- Textless cover of Eternals #1 (Aug. 2008). Art by Daniel Acuña.

Publication information
- Publisher: Marvel Comics
- First appearance: The Eternals #1 (July 1976)
- Created by: Jack Kirby

In-story information
- Team affiliations: Eternals Unlimited Class Wrestling Federation
- Notable aliases: "Iceberg" Ike Harris, Sovereign, Isaac "Ike" Harris, Daedalus
- Abilities: Superhuman strength, speed, stamina, agility, reflexes and durability; Cosmic energy transmutation; Regeneration; Flight; Heat vision; Psionic abilities; Teleportation;

= Ikaris =

Fictional character appearing in Marvel Comics

Ikaris is a fictional character appearing in American comic books published by Marvel Comics. He first appeared in The Eternals #1 (July 1976) and was created by Jack Kirby. The character is depicted as a member of a race known as the Eternals.

Richard Madden played Ikaris in the Marvel Cinematic Universe, debuting in Eternals (2021).

==Publication history==
Ikaris first appeared in Eternals #1 (July 1976) and was created by Jack Kirby.

Neil Gaiman, with artist John Romita, Jr., created a 2006 miniseries, which helped bring the Eternals' role in the modern Marvel Universe up-to-date. Originally solicited as a six-issue series, an extra issue was added to the run, because, according to editor Nick Lowe, "There was too much story to fit into the structure we set for ourselves. Neil was starting issue five and told me that he might need a seventh issue. He just had too much story to fit in six issues (even with the first and sixth double-sized)".

==Fictional character biography==

===Origins===
Ikaris was born over 20,000 years ago in Polaria, in the area now known as Siberia. He is the son of the Eternals Virako and Tulayn. His real birth name is unknown.

When the Second Host of the Celestials sank the Deviant Lemuria in what is known as the "Great Cataclysm", Ikaris guides a ship of humans to safety. The humans mistake Ikaris for a bird, and he is memorialized as the dove that guided Noah to the Mountains of Ararat.

===Early centuries===
Ikaris chose his name due to a tragic accident hundreds of years ago. While fighting the Deviants in ancient Greece, the man eventually known as Ikaris meets and weds a human woman. Together they bear a son named Icarus, who loves to soar with his father high above the seas and mountains of Greece. In time, the Eternal builds his son mechanical wings so the boy can fly on his own.

When his father disappears while fighting the Deviants, the young Icarus seeks him out using the mechanical wings. Too inexperienced to fly on his own, young Icarus soars too high, loses consciousness in the upper atmosphere, and falls to his death. Finding his son dead, the father Eternal takes the name of his son, Ikaris, in his memory.

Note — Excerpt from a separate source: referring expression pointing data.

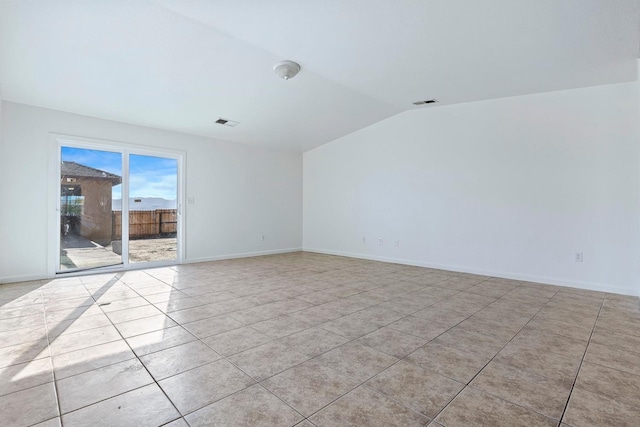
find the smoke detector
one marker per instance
(428, 101)
(227, 122)
(286, 69)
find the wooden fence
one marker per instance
(156, 223)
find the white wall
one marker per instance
(510, 187)
(241, 192)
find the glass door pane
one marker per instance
(90, 225)
(153, 216)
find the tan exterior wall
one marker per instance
(95, 221)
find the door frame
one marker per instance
(56, 142)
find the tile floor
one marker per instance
(307, 339)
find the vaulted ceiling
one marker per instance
(182, 64)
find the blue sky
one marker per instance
(149, 176)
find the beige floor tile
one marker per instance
(199, 387)
(72, 313)
(419, 389)
(560, 327)
(617, 385)
(124, 304)
(90, 387)
(365, 407)
(236, 340)
(171, 304)
(25, 375)
(53, 422)
(391, 310)
(616, 339)
(28, 310)
(531, 391)
(281, 326)
(259, 407)
(491, 327)
(21, 353)
(313, 341)
(212, 326)
(173, 360)
(145, 406)
(180, 422)
(550, 342)
(541, 362)
(128, 314)
(87, 359)
(29, 406)
(22, 336)
(471, 342)
(441, 315)
(475, 408)
(450, 362)
(31, 321)
(267, 360)
(310, 386)
(419, 327)
(591, 409)
(159, 340)
(613, 357)
(145, 325)
(357, 361)
(194, 314)
(392, 342)
(65, 327)
(492, 289)
(350, 326)
(78, 340)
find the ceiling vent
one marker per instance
(428, 101)
(227, 122)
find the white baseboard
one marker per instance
(241, 255)
(506, 275)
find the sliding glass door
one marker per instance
(117, 208)
(90, 180)
(153, 208)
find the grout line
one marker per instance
(582, 361)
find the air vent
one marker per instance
(428, 101)
(226, 122)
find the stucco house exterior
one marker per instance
(86, 201)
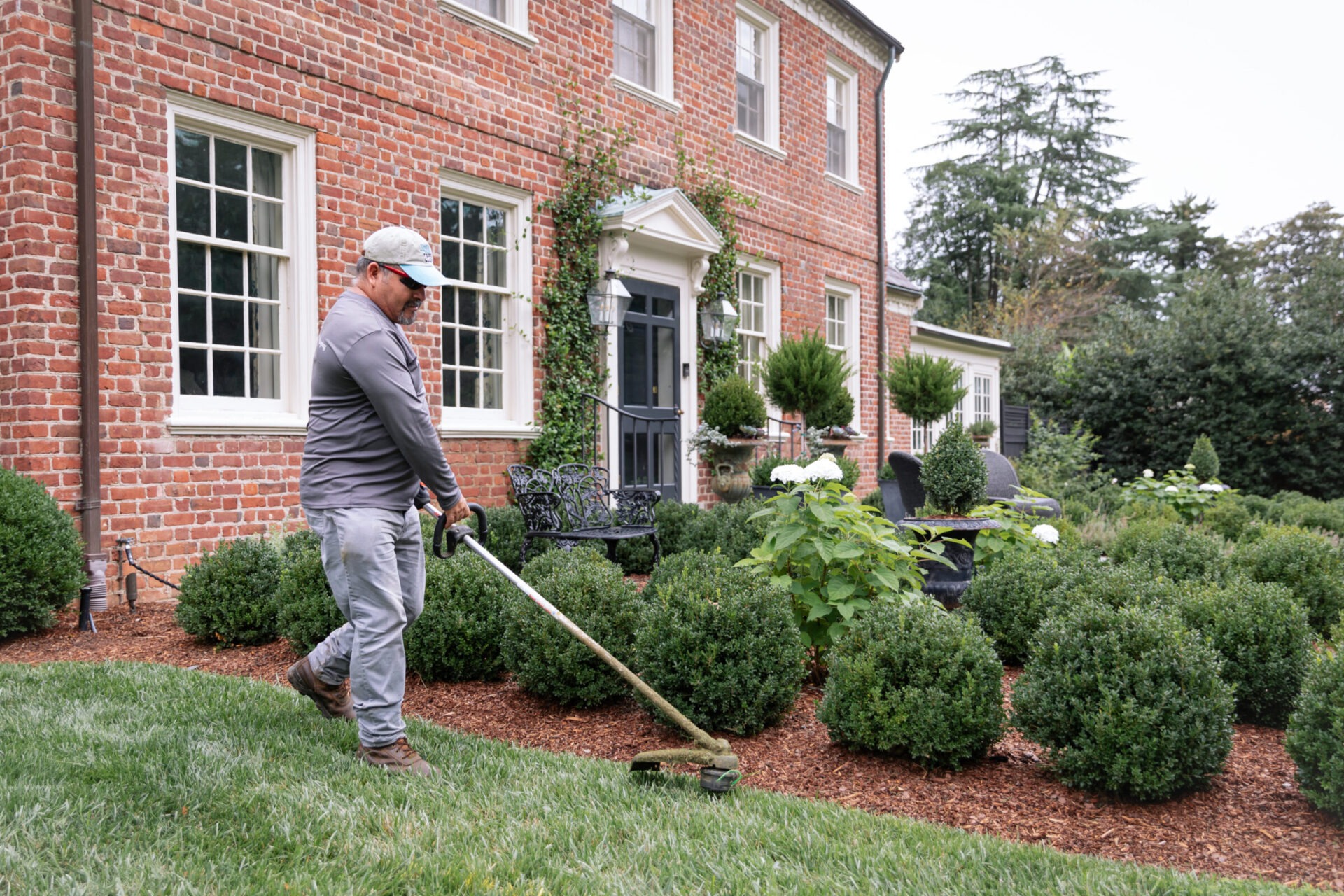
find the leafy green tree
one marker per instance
(803, 375)
(925, 388)
(1152, 253)
(1205, 460)
(1225, 365)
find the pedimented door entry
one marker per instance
(650, 386)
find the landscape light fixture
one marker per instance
(608, 300)
(720, 321)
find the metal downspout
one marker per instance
(882, 265)
(90, 501)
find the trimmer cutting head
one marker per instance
(718, 766)
(718, 774)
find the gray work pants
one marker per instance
(375, 564)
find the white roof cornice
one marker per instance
(835, 24)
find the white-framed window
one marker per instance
(841, 122)
(841, 331)
(984, 399)
(758, 76)
(641, 38)
(758, 317)
(242, 230)
(486, 314)
(507, 18)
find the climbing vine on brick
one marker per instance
(713, 194)
(569, 349)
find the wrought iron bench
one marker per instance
(573, 503)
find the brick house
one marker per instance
(202, 174)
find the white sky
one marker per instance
(1238, 102)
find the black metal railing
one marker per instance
(648, 448)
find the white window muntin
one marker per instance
(984, 398)
(841, 331)
(276, 260)
(486, 363)
(758, 311)
(758, 70)
(641, 49)
(841, 122)
(507, 18)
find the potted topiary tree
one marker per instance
(806, 377)
(955, 477)
(925, 388)
(830, 422)
(734, 410)
(981, 431)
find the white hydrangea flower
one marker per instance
(1046, 532)
(823, 469)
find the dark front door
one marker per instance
(650, 383)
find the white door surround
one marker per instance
(660, 237)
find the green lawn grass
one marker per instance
(128, 778)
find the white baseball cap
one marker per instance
(407, 250)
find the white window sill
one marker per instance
(219, 424)
(644, 93)
(464, 430)
(844, 184)
(502, 29)
(760, 144)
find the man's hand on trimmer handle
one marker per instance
(457, 512)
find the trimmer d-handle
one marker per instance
(444, 550)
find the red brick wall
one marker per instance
(390, 111)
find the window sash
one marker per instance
(752, 327)
(635, 48)
(232, 266)
(477, 253)
(750, 106)
(983, 399)
(838, 332)
(836, 155)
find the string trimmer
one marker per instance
(718, 764)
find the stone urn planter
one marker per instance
(729, 477)
(891, 504)
(948, 583)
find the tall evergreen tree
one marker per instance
(1037, 140)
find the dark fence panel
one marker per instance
(1015, 421)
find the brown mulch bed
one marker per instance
(1252, 822)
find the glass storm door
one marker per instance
(650, 383)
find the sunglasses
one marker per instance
(406, 281)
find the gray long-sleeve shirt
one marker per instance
(370, 437)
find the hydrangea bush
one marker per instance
(1177, 489)
(835, 555)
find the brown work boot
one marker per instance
(332, 700)
(396, 757)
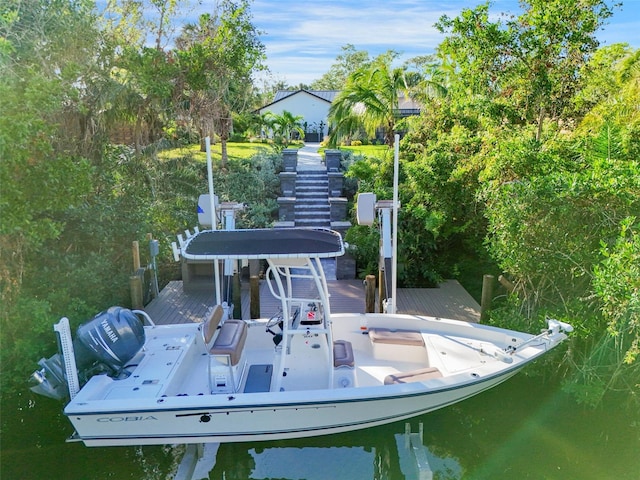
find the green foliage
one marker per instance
(369, 100)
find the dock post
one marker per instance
(487, 296)
(370, 294)
(237, 296)
(414, 461)
(382, 290)
(188, 464)
(254, 286)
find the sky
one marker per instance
(303, 38)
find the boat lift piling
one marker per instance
(413, 454)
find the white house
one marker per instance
(312, 105)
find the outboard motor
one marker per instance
(102, 345)
(112, 337)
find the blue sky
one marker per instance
(303, 38)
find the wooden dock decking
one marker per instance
(449, 300)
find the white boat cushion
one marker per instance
(396, 337)
(414, 376)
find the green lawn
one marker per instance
(368, 150)
(244, 150)
(234, 150)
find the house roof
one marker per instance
(326, 95)
(406, 106)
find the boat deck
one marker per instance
(449, 300)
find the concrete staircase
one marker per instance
(312, 207)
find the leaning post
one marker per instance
(370, 294)
(487, 296)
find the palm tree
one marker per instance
(284, 125)
(370, 100)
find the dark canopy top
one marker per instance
(263, 243)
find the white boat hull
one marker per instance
(137, 412)
(259, 421)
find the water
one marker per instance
(521, 429)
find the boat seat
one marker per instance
(342, 354)
(230, 337)
(413, 376)
(396, 337)
(230, 340)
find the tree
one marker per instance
(370, 100)
(284, 125)
(217, 57)
(346, 63)
(529, 63)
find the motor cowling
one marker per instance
(113, 337)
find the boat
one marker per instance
(303, 372)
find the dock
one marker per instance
(449, 300)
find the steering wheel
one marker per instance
(273, 321)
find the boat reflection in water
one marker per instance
(368, 455)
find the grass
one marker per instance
(238, 151)
(366, 150)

Around 1000 AD, Virako, Ikaris' father, dies in battle against the Deviant Dromedan. Ikaris is then adopted by his uncle Valkin, who reveals to him his secret Arctic home, the Pyramid of the Winds.

===Modern age===
During the Fourth Host, the arrival of Celestials on Earth, Druig captures and tortures Ikaris to force him to reveal the location of the Pyramid of the Winds. Ikaris catches up with Druig and kills him.

Ikaris becomes a professional wrestler with the Unlimited Class Wrestling Federation as "Iceberg" Ike Harris. Ikaris and fellow Eternal Thena have had a strong dislike for each other for a long time, and find themselves coming to conflict when she is appointed as Prime Eternal. Questioning her worth as Prime Eternal, Ikaris faces her in the Hall of Eternal Judgment and defeats her, becoming the new Prime Eternal.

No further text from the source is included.